The ruling is a significant defeat for American transnationalists (like former State Department legal adviser Harold Koh) who aim to use American courts to import actual or supposed norms of international law to override the policies that American citizens adopt through the processes of representative government. Over the last three decades, the ATS has been a favorite tool of transnationalists. Through litigation alleging human rights abuses abroad by foreign governments, transnationalists have sought to have federal judges act in a way that intrudes on and interferes with the authority of the executive branch and Congress to manage our nation’s foreign affairs. Today’s ruling should put an end to much of that ATS litigation.
I will note that the Court did not undertake to define exactly when invocation of the ATS would violate the principle against extraterritoriality. In Kiobel itself, the plaintiffs were residents of Nigeria who claimed that Dutch, British, and Nigerian corporations that were engaged in oil exploration and production in Nigeria aided and abetted the Nigerian government in committing human rights abuses. Because “all the relevant conduct took place outside the United States,” the principle that the ATS does not apply extraterritorially defeated jurisdiction.

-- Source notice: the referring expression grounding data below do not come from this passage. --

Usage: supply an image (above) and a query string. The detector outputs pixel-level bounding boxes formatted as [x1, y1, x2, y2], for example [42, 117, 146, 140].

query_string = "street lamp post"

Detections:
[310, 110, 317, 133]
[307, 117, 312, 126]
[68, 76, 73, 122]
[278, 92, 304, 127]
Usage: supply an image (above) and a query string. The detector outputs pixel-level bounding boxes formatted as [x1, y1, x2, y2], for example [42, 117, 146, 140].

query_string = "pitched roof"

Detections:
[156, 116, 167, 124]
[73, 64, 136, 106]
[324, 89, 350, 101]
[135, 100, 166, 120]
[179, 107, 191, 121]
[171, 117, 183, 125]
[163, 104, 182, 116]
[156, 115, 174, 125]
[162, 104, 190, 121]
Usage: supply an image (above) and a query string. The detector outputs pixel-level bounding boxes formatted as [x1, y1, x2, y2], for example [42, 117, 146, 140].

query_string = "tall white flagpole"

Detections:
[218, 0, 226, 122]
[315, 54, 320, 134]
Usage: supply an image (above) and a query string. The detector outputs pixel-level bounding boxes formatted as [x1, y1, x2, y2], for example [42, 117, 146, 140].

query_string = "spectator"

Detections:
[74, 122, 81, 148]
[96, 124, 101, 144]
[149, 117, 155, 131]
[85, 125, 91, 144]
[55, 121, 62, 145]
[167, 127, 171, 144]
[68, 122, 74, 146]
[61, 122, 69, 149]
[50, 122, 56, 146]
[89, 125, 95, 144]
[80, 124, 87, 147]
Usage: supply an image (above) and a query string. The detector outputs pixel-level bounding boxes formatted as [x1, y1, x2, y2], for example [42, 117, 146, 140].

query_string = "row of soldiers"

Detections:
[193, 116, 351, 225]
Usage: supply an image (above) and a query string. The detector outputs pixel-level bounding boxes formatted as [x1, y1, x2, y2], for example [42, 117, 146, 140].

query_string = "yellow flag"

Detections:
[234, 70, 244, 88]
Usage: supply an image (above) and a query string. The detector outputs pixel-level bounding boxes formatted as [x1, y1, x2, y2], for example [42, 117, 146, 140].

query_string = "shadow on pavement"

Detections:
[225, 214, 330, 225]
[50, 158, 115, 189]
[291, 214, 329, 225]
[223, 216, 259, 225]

There will, though, be many cases in which some of the relevant alleged conduct takes place within the United States (and, indeed, after today’s ruling, creative pleading will surely seek to identify relevant domestic conduct). Beyond making clear that “mere corporate presence” in the United States will not suffice, the Chief Justice’s opinion observes that “even where the claims touch and concern the territory of the United States, they must do so with sufficient force to displace the presumption against extraterritorial application.” That observation (and its supporting citation) ought to signal that there will not be ATS jurisdiction over claims based predominantly on, or focused on, foreign conduct, but future cases will have to sort out the precise lines.